I'm following this paper, trying to understand Corollary 5.
Essentially, there is a Lie Bracket $[,]:C^*\otimes C^*\to C^*$ on a cochain complex $C^*$ such that the the differential $d$ of the complex is a derivation of the bracket, i.e.
$$d[x,y]=[dx,y]+(-1)^{|x|}[x,dy].$$
The author says that from this it is easy to see that this map takes cocycles to cocycles and is independent of the choice of representative of the cohomology classes. I can see that if $dx=0=dy$ (both $x$ and $y$ are cocycles) then $d[x,y]=0$ by the above identity, so the bracket takes cocycles to cocycles. My problem comes when trying to show that the value on different representatives of the same cohomology class is the same on cohomology.

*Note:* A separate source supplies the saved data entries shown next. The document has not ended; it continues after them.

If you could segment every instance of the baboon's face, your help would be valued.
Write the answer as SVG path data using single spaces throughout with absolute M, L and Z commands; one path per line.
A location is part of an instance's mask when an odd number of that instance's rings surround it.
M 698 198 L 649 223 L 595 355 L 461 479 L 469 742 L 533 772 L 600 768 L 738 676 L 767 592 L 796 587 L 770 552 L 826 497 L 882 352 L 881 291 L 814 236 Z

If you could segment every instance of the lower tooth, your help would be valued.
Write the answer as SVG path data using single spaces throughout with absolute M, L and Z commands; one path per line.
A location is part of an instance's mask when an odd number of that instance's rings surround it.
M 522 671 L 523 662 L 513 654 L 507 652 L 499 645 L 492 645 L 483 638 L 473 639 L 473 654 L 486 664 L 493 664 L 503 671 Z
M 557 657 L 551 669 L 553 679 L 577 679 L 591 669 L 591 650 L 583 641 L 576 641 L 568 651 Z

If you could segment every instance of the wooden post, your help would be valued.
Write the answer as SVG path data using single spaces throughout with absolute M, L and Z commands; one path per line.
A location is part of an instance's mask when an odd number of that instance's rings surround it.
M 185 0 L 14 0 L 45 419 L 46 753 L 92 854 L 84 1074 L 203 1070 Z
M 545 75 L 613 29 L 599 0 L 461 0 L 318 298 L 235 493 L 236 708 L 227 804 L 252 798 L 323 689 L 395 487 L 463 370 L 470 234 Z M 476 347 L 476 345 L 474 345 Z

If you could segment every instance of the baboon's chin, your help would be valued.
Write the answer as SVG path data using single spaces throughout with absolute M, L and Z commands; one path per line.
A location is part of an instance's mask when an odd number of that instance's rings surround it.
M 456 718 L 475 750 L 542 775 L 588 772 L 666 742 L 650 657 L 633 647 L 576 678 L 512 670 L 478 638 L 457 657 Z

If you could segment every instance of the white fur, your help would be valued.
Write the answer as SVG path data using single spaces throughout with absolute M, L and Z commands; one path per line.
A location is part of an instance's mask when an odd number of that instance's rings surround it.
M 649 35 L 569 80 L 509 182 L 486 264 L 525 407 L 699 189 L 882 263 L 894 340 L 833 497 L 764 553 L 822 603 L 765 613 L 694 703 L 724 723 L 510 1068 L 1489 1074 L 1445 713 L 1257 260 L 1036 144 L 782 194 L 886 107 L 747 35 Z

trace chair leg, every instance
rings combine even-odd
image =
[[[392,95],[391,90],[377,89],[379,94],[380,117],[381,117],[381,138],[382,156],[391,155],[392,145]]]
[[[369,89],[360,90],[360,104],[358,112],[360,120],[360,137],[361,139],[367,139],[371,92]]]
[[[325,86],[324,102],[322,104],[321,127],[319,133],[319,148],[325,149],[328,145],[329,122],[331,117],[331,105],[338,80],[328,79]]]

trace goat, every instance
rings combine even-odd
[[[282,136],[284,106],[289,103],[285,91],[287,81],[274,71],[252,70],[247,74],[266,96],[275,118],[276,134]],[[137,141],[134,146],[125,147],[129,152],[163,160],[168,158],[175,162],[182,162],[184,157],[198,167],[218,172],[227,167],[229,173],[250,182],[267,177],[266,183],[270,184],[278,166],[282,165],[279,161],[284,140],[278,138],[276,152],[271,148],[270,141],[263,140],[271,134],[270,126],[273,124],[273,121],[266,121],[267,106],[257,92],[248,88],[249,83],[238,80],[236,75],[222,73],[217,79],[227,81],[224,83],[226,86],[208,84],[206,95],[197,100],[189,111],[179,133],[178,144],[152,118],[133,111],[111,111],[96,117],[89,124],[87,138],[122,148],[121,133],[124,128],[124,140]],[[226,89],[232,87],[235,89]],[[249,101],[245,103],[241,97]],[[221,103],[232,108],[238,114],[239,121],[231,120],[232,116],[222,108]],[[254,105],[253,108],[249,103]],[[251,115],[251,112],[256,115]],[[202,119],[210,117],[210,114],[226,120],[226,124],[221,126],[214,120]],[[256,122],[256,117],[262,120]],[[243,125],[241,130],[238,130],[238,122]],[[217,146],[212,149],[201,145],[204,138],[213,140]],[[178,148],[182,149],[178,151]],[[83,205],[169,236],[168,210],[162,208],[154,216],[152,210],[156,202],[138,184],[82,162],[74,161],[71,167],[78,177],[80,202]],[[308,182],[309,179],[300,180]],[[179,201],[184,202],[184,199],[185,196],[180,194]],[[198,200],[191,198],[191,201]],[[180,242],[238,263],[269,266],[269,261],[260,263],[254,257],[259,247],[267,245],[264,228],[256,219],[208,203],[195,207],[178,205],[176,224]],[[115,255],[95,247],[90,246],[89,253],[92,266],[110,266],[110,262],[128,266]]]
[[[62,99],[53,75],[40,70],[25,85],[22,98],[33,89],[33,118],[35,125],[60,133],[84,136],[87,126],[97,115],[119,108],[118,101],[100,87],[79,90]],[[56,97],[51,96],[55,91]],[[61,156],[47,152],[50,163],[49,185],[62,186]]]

I can compute the bracket of another representative using linearity
$[x+da,y+db]=[x,y]+[x,db]+[da,y]+[da,db]$
If I assume that $[x,da]=[x,0]=0$, then I would be done, but I think $[x,da]=[x,0]$ is part of what I want to prove. Otherwise I would need to show that $[x+da,y+db]-[x,y]$ is a coboundary. But this difference is
$[x,db]+[da,y]+[da,db]$
and I don't see how this is $d(something)$.
I found out how to describe the $[x,db]+[da,y]+[da,db]$ as a coboundary.
It is $d((-1)^{|x|}[x,b]+[a,y]+[a,db])$. Here's the computation using the derivation property, note that $x$ and $y$ are cocycles, so they vanish when $d$ acts on them
$$d((-1)^{|x|}[x,b]+[a,y]+[a,db])=(-1)^{|x|}[dx,b]+[x,db]+[da,y]+(-1)^{|a|}[a,dy]+[da,db]+(-1)^{|a|}[a,ddb]=$$
$$[x,db]+ [da,y]+[da,db]$$
as I wanted.
P.S.: mathematicians, if something is easy, do it or at least indicate it, this is easy once you see it, but I don't think it's so obvious.